Less than a year before that August end of, when we first met.

It was then that we established a pattern. I would leave. You would ignore me for a few weeks. Then return. Because you started communicating. Promising to change. Begging. In poetry. Antonio Jacinto’s “Letter from a Contract Worker” which you know is my eternal favourite. Last year it was Koleka Putuma writing about making love and orgasming in an office. Because you cannot write your own poetry. Okay, may be that is a little unfair. You have never claimed to be a poet. Just a lover of it.

But as I sit here now thinking about it, I think there is something that smacks of serious insincerity on your part. Using other people’s words to lure me back. You whose own words are a casual, I’m sorry. Sometimes followed by half-hearted, babe, you know I love you. Never as heartfelt as the poems you sent trying to lure me back. But I used to always melt. And always came back. For the last three years.

Remember when I came to you that December and told you that it had died with my Now No One? It has died with you too and you can join him as Now No One.

No.

I am not going to anyone else as I came to you.

I need to be with me.

To enjoy this me with a will that both of you seem to believe does not exist. So this is not au revoir. This, No One, is goodbye.

I know when you read my note you will laugh as you always do. It is, after all, not the first time I have left you.

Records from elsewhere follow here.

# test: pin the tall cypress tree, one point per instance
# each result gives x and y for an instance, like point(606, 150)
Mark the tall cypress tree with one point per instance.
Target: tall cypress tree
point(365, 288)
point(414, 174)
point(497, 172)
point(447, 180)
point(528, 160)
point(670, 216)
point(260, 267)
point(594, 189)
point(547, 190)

You’ll call one of your friends and say, this Naledi.

Short laugh, your face sneering.

Her name went to her head, this Naledi. She thinks she is the star.

Longer laugh.

Cough.

And your friend on the other side will likely ask what Naledi has done now.

And you will tell your friend, she says she has left.

Laugh. She left a note. Something about me being a diseased penishead.

She gets things mixed in her head my Nana sometimes, you will say.

Because a woman cannot be a diseased penishead.